Selama tiga tahun terakhir, pertumbuhan energi terbarukan dalam bauran energi tidak mencapai 2 persen. Pada 2014, pemanfaatannya masih 6 persen. Sesuai Peraturan Pemerintah No. 79/2014 Tentang Kebijakan Energi Nasional, bauran energi terbarukan ditargetkan mencapai 23 persen pada 2025.
Anda optimistis target tersebut bisa dicapai?

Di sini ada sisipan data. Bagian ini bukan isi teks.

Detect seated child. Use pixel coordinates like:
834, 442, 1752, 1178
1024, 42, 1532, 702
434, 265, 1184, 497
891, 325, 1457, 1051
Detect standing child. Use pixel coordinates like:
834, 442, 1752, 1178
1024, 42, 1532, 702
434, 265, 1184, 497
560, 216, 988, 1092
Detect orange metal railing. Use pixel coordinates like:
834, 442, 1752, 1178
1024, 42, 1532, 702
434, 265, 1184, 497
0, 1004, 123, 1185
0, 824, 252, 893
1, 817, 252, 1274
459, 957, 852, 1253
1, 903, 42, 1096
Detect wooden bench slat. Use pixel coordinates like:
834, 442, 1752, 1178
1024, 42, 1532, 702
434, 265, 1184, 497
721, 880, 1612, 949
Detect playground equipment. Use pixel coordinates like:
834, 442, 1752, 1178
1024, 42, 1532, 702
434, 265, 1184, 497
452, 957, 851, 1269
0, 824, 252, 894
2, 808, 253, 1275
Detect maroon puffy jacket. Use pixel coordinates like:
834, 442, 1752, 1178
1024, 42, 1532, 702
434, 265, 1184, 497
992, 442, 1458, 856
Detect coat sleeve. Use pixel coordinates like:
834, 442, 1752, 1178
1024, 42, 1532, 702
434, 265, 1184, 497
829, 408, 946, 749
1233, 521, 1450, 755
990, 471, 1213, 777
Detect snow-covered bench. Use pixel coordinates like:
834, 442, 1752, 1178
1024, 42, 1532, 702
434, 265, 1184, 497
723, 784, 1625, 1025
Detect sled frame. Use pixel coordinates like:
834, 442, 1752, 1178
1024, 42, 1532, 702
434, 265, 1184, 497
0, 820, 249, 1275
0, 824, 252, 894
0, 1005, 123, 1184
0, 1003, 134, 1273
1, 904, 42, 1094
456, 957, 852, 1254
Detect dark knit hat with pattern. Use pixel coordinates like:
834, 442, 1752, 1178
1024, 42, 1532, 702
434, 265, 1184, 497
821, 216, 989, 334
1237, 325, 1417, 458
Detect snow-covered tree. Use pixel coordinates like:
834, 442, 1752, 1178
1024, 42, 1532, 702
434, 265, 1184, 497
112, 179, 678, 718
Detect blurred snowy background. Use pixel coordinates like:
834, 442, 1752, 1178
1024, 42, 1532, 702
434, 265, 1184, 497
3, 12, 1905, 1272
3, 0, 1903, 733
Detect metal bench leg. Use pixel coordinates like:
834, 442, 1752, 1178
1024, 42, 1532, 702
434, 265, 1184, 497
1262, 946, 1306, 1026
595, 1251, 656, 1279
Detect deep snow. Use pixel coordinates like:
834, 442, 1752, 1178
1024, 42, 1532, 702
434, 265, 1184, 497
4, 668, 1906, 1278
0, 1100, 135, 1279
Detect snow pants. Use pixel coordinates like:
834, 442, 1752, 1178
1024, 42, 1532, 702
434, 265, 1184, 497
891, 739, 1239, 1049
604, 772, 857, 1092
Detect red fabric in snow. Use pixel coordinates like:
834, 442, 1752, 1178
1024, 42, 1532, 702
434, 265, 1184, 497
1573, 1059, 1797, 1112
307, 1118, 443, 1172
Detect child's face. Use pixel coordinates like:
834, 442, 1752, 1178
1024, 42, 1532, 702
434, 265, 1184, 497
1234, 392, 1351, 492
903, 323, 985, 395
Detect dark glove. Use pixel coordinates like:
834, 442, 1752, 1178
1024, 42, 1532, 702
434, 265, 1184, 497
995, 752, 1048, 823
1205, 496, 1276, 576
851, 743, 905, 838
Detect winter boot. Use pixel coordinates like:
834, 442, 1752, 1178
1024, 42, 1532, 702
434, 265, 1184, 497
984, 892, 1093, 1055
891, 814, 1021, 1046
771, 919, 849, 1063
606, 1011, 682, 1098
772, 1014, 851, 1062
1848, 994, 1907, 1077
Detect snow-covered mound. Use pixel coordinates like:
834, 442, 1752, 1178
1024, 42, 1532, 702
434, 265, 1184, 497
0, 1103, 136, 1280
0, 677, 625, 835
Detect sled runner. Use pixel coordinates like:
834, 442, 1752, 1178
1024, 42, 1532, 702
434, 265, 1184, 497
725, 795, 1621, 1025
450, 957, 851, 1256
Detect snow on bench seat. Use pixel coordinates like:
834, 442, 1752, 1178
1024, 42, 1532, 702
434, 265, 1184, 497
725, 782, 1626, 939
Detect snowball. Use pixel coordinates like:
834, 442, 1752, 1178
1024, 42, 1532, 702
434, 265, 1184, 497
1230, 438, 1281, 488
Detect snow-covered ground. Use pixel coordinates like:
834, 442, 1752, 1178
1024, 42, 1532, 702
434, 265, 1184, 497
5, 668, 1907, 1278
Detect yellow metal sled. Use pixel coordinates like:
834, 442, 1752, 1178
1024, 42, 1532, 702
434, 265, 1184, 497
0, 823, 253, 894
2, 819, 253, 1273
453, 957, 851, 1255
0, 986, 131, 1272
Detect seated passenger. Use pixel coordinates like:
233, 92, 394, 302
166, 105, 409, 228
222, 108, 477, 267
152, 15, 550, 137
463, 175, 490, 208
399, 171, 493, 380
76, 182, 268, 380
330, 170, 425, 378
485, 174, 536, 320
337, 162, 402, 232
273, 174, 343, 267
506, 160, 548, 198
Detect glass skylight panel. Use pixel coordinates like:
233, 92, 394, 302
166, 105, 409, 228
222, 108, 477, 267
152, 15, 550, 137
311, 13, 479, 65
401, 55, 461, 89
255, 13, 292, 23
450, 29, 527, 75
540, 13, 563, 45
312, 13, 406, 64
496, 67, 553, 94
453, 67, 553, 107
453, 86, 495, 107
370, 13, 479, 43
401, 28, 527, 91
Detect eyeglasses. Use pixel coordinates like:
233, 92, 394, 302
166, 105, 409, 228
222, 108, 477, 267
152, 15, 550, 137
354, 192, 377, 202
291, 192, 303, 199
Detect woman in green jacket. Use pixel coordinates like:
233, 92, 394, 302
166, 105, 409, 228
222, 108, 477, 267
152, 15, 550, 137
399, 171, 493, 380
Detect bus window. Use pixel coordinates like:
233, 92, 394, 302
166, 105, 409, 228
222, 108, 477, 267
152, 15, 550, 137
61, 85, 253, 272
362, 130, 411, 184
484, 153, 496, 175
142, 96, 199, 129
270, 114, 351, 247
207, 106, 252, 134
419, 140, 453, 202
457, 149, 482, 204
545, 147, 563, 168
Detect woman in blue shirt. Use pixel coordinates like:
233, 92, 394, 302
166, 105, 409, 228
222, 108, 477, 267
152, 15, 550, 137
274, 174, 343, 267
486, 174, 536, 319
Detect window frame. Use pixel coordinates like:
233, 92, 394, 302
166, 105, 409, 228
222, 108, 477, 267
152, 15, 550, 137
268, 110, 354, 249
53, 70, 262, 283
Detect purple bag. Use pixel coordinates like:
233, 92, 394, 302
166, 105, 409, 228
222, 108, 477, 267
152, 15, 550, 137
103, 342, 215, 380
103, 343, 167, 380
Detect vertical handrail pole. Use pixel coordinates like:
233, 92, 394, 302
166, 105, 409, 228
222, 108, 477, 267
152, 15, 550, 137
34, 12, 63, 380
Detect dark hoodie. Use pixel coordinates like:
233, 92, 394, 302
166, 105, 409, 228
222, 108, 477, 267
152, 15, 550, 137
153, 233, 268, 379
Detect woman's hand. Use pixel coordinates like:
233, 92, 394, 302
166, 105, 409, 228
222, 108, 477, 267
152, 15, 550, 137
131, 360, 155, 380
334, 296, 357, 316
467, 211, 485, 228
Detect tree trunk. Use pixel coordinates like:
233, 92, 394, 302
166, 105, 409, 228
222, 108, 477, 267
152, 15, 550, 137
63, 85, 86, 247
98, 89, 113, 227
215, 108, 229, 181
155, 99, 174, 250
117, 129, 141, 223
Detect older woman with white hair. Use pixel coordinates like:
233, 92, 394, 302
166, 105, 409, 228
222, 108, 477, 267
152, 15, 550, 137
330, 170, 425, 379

Targetnya pada 2025, masih ada waktu sembilan tahun lagi. Artinya, setiap tahun harus ada kenaikan 2 persen bauran energi terbarukan. Jika mau tercapai, harus ada upaya serius yang dilakukan oleh pemerintah.
Upaya apa saja yang perlu dilakukan?
Di sektor kelistrikan, misalnya, pemerintah perlu menggandeng pihak lain atau investor untuk membangun pembangkit. Maka, perlu ada kebijakan yang membuat investor tertarik dan mau datang ke Indonesia. Harus ada jaminan kepastian bahwa modal yang mereka tanamkan bisa kembali. (Lihat : PLN Beli Listrik 291 MW dari Pembangkit Energi Baru Terbarukan)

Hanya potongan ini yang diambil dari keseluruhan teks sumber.